Poder das formas e as Formas do poder
Nesse complexo sociourbanístico, vamos encontrar o poder das formas caracterizando identidade. São formas que despertam emoção, como se vê na poesia de Elmar Carvalho, que embora dirigidas originalmente à Oeiras, igualmente se aplica a Campo Maior. Imaginem se tivéssemos conseguido preservar esse cenário. Seguramente, teríamos guardado muito mais ensinamentos e motivos para nos orgulharmos desse lugar. Como em todo lugar, o uso de um prédio pertence ao proprietário; sua interação na paisagem pertence à comunidade; e sua beleza pertence ao mundo.
Ao poder das formas contrapõem-se as formas do poder. A praça de Santo Antônio, reunia duas das mais importantes referências da administração municipal: a casa da Intendência do século XIX e casa da Prefeitura do século XX. Uma notável singularidade urbanística. Essa casa foi sumariamente destruída para a instalação desse inusitado playground. Essa é um tipo de catarse, de expurgo, de varredura da memória desejada para a cidade. Esse é o espírito de semi deuses que definem os destinos de um lugar. Nesse cenário, não há como fugir do entendimento de que a cidade vem se tornado um mero receptáculo de atividades.
Entorno ofuscado
A arquitetura não é apenas um prédio com determinada função de uso, mas também o que agrega e ressoa em seu redor. Os desequilíbrios entre os valores comerciais dos terrenos e das edificações anteriores, é assim, fatal para a perda de estruturas arquitetônicas.
Igreja do Rosário.
Nessa geopolítica excludente, estigmatizada como das mais miseráveis do país, o patrimônio edificado nunca teve o merecido desvelo. Essa paisagem passível de resgate? Isso é técnica e financeiramente possível. Essa é a igreja em 1972. Com essa coisa ao lado. E aqui por volta de 2000, já profundamente descaracterizada. Aqui, por volta dos anos 30, configurando essa praça em campo natural, livre de calcamentos e adendos comprometedores. É frente à essas desconstruções que afetam o espírito e à destruição de identidade, que proponho uma reflexão dessa paisagem: o que queremos, o que podemos e o que devemos fazer para a valorização desse lugar.
Antiga Cadeia Pública
A responsabilidade dos educadores é muito grande e maior ainda a dos gestores públicos, porque mais importante que saber desenhar o alfabeto é saber ler uma paisagem.
Museu do Mouro
Deveria ser um lugar de reflexão, de estudos, de debates e de interações. Tornou-se um lugar de despejos de objetos velhos ou efêmeros. Essas telhas, são relíquias que em qualquer museu do mundo estariam protegidas por uma redoma com 2 vigilantes de cada lado. Aqui são escórias que atrapalham as políticas sociais.
Engenhos publicitários
Na história do urbanismo, a maneira como as pessoas interagem com o meio ambiente só pode ser medida pela projeção de suas culturas. Essa reprodução do Abaporu de Tarsila ilustra bem a distância entre a assimilação do centenário movimento antropofágico e o entendimento de uma paisagem tradicional. É como se extrai do Enigma de Elmar: ... esfinge autoantropofágica que não se decifrou e que a si mesma se devorou.
Soleira
como diz H. Dobal: O tempo gasta estas pedras... e em nós porfiamos estas lembranças. São dizeres que nos fazem sentir a dimensão de uma paisagem.

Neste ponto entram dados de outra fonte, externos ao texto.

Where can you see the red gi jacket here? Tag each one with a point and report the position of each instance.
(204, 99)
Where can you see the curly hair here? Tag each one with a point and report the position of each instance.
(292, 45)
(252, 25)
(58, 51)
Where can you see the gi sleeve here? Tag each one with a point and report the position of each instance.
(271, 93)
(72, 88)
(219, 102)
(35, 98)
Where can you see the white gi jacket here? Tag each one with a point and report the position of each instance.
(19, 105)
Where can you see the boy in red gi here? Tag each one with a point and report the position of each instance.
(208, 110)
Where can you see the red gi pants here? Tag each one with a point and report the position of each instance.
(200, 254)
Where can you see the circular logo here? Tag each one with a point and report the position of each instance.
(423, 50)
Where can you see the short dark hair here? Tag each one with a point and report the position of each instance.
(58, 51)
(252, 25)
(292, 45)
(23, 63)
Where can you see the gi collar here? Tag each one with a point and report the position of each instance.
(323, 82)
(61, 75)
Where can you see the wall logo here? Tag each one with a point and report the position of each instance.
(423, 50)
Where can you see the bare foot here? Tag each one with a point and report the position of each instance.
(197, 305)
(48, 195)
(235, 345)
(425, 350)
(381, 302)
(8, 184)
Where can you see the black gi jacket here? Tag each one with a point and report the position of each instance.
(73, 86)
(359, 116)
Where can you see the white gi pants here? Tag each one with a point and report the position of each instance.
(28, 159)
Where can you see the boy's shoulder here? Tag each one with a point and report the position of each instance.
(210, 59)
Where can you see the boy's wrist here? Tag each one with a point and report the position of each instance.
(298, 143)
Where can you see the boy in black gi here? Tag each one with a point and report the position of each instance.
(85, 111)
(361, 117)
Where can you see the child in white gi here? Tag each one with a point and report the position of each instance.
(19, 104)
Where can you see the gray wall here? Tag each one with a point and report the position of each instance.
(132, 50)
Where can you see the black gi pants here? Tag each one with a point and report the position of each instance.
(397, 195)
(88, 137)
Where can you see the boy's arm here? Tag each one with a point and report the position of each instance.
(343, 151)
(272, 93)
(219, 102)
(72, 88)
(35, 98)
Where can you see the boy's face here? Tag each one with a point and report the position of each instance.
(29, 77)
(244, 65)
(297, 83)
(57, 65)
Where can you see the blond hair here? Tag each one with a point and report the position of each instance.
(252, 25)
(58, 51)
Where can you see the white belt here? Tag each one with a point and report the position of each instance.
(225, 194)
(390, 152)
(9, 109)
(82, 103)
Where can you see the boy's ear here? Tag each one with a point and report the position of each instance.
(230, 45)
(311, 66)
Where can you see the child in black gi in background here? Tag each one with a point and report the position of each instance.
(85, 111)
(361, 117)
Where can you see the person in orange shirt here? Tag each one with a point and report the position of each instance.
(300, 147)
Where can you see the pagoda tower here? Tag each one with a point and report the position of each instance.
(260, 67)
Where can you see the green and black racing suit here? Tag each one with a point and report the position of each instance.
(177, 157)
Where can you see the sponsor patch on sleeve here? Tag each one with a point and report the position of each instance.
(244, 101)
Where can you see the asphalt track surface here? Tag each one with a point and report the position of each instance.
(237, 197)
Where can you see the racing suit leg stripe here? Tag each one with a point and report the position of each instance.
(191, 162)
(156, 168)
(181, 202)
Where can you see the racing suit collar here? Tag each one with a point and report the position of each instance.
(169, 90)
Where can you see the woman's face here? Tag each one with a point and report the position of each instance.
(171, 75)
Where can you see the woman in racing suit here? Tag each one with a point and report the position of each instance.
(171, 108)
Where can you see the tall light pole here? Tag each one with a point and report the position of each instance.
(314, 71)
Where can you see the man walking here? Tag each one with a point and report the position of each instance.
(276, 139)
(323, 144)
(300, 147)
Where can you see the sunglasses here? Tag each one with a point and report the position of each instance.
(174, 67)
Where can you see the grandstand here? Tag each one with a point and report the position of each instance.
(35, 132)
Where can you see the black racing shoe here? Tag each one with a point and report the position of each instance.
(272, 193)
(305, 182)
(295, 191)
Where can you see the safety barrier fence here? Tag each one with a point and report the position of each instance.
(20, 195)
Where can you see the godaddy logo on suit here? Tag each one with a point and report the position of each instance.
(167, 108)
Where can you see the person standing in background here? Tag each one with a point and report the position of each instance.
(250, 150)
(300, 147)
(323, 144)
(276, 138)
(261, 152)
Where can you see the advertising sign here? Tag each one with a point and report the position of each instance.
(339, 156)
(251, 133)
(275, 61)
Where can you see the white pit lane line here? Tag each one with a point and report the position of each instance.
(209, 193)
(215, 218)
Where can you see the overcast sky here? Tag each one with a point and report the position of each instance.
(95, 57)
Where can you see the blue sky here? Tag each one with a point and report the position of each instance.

IPHAN – mapas do processo de tombamento.
É na fundamentação histórica dessa rede de cidades vindas do Oitocentos que o IPHAN busca proteger e valorizar esse centro histórico e assim, evitar perdas irreparáveis e resultados mais eficazes no trato das nossas referências de raiz. A esses componentes urbanos aliam-se exuberantes paisagens de carnaubais que nos ajudam a uma percepção mais ampla dos potenciais dessa região, para exploração de uma economia criativa atrelada ao turismo cultural. Não podemos postergar a urgência do essencial. Temos a obrigação de reverter esse quadro de destruição, sob pena de passarmos à história como malfeitores desse lugar.